Governos sempre recorreram a símbolos para expressar autoridade. O que distingue o nosso tempo é a conversão da violência em espetáculo. Quando a ação estatal se apresenta como entretenimento e a dor alheia vira conteúdo, não se está apenas comunicando políticas públicas, mas também formando sensibilidades. A linguagem do poder passa a educar sentimentos: o que considerar legítimo, o que tolerar e — mais alarmante — o que aplaudir.

A alegoria de Santo Agostinho sobre Alípio, que entra no Coliseu consternado e sai convertido, ilustra essa dinâmica antiga e atual. Mudou o cenário, não o mecanismo. A arena tornou-se digital, o clamor migrou para as redes e a crueldade ganhou a estética do efêmero. A ferida moral, hoje, não decorre de choques isolados, mas da banalização contínua.

O debate jurídico é indispensável. Ele delimita competências, testa legalidades e impõe freios à ação do Estado. Mas não esgota a questão. Há um nível de análise inescapavelmente cívico: no que a exibição reiterada da violência nos transforma? Governos que comunicam pelo impacto tendem a substituir o argumento pelo efeito e a cidadania pelo aplauso. A política perde substância e ganha plateia.

No Brasil, essa pedagogia do choque também se manifesta.

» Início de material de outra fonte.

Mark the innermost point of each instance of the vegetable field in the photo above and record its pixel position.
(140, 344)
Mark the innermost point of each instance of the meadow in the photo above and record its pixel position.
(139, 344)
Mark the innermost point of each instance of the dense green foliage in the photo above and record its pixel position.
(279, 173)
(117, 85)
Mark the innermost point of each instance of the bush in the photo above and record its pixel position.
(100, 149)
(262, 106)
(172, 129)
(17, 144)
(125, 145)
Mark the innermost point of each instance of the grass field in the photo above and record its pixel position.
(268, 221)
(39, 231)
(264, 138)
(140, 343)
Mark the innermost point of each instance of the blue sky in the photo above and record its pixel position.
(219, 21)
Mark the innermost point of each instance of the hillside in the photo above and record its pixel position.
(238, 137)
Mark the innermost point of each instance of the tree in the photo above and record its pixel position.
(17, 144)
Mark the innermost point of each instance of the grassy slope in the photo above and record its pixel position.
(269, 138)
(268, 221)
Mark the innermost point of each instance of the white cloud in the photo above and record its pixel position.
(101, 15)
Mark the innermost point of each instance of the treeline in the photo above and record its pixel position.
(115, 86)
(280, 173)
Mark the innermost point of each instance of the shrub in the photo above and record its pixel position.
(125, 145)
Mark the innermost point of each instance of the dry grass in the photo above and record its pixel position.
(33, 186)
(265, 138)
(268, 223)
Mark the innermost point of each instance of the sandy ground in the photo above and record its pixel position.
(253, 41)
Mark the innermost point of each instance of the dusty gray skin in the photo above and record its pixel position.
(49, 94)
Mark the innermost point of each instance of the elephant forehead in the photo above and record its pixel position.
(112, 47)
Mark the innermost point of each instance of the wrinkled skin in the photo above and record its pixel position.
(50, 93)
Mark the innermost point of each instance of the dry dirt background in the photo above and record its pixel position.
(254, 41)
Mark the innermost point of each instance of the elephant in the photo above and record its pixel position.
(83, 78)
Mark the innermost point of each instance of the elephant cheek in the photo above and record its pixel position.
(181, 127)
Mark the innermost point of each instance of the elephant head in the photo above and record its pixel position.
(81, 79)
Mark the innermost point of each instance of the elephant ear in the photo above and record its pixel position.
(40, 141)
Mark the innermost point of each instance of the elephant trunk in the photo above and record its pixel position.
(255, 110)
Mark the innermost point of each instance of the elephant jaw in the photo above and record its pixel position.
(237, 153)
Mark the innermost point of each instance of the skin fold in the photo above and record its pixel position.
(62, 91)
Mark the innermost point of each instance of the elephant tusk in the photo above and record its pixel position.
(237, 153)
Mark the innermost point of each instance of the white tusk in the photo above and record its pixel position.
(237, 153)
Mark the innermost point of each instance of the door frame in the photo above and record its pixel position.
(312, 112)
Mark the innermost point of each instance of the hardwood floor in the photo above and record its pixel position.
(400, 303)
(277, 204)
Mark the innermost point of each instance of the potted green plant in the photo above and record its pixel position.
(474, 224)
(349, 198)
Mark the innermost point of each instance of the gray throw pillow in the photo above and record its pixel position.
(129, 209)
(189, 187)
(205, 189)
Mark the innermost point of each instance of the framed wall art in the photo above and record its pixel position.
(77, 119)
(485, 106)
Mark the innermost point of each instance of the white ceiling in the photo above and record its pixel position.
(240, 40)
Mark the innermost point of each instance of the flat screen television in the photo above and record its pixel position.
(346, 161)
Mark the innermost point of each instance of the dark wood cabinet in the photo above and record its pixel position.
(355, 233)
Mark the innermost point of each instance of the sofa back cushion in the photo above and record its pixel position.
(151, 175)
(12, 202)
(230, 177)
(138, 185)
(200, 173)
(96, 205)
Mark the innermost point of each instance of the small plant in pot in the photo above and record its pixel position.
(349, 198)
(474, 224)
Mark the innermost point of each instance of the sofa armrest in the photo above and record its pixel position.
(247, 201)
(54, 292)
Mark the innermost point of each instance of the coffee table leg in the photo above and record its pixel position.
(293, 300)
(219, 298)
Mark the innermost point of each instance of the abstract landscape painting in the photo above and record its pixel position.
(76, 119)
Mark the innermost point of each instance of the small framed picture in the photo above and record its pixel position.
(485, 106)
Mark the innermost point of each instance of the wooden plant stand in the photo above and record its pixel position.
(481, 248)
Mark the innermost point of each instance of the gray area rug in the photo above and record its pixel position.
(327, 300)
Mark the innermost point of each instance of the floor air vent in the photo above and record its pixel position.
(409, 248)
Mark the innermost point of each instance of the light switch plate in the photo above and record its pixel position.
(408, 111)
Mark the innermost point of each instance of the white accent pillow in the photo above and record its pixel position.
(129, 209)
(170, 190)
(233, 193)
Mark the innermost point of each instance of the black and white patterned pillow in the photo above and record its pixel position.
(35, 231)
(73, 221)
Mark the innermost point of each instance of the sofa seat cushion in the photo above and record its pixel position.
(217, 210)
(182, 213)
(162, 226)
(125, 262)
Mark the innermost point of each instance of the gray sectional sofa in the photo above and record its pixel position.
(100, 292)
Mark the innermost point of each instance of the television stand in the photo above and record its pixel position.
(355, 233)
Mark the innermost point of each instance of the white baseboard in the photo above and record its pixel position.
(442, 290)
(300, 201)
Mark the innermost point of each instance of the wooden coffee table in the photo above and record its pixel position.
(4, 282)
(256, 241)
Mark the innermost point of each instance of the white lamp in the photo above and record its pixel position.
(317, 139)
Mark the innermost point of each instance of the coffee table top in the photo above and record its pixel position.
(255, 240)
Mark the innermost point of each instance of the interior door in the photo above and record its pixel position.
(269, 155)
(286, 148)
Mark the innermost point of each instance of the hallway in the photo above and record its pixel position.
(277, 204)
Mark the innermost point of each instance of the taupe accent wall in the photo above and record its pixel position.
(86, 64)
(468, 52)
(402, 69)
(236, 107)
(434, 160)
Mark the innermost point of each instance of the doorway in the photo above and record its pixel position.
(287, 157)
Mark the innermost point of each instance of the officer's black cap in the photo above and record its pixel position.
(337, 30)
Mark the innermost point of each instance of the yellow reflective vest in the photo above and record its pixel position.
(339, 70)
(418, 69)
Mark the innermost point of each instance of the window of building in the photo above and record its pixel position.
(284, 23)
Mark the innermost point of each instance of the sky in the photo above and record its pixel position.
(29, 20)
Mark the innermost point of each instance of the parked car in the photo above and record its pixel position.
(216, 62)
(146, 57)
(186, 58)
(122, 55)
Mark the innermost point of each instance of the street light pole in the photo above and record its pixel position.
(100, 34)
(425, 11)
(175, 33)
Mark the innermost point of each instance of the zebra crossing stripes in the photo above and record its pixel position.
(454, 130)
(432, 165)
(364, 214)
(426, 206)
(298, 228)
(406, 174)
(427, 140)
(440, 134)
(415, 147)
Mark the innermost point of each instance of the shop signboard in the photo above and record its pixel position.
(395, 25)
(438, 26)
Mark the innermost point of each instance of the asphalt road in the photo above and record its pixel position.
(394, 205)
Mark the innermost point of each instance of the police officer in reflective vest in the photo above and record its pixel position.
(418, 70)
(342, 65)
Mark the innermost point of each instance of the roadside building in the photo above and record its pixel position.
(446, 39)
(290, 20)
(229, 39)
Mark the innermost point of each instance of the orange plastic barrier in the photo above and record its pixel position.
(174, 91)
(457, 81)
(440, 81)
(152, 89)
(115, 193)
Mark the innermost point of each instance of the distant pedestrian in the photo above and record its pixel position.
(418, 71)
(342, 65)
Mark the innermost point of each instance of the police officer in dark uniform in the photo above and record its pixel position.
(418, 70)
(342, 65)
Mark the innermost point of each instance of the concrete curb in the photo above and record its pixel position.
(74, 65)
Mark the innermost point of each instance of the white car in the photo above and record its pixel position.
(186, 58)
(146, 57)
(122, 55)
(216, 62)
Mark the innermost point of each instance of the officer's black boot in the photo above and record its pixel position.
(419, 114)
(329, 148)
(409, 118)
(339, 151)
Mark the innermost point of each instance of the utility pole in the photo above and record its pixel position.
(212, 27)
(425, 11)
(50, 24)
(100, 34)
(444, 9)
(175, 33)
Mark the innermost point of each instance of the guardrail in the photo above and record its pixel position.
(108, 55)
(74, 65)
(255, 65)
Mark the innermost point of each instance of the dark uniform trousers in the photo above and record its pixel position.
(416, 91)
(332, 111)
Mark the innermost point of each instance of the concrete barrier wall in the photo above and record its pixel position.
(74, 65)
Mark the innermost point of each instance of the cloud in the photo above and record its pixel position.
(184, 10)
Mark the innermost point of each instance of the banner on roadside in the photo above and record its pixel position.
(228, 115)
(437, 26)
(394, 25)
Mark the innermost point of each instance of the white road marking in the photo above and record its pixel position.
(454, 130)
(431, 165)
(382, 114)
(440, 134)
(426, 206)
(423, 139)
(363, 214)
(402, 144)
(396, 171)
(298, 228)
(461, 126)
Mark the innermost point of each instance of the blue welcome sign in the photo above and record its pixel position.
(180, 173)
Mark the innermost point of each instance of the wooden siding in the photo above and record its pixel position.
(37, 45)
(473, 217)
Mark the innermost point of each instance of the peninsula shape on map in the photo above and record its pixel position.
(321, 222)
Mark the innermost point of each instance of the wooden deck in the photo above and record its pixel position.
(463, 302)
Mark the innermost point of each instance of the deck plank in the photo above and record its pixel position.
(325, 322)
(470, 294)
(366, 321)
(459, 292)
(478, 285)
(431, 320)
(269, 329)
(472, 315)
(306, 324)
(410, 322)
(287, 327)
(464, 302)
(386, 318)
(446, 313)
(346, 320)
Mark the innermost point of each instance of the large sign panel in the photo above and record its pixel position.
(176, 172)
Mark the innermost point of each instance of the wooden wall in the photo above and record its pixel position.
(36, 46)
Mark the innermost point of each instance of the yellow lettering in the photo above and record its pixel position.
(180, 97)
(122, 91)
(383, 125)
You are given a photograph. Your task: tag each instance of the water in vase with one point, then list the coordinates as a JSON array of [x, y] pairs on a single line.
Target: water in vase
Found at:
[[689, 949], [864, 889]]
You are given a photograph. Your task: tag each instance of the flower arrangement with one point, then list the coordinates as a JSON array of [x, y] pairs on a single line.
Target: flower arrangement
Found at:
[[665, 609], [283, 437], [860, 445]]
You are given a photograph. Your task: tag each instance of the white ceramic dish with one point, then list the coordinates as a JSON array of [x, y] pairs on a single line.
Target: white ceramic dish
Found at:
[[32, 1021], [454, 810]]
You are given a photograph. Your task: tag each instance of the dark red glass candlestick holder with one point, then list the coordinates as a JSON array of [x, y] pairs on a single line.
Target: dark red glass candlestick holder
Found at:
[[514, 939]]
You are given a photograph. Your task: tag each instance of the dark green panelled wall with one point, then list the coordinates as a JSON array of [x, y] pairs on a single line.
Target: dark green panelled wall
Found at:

Operações exibidas como espetáculo, símbolos militares naturalizados como solução permanente e discursos que simplificam dilemas complexos moldam percepções coletivas. Quando determinados territórios passam a ser tratados como exceções, relativiza-se a ideia de cidadania plena. A exceção, porém, é sempre um laboratório perigoso: nasce como resposta emergencial e pode terminar como método.

Expressões que exaltam a eliminação do inimigo operam como atalhos emocionais. Produzem a sensação de ordem imediata, mas corroem garantias essenciais. O devido processo, a presunção de inocência e a proporcionalidade não são ornamentos jurídicos: são a base prática da segurança duradoura. Democracias que trocam garantias por catarse obtêm aplausos de curto prazo e fragilidade institucional no longo.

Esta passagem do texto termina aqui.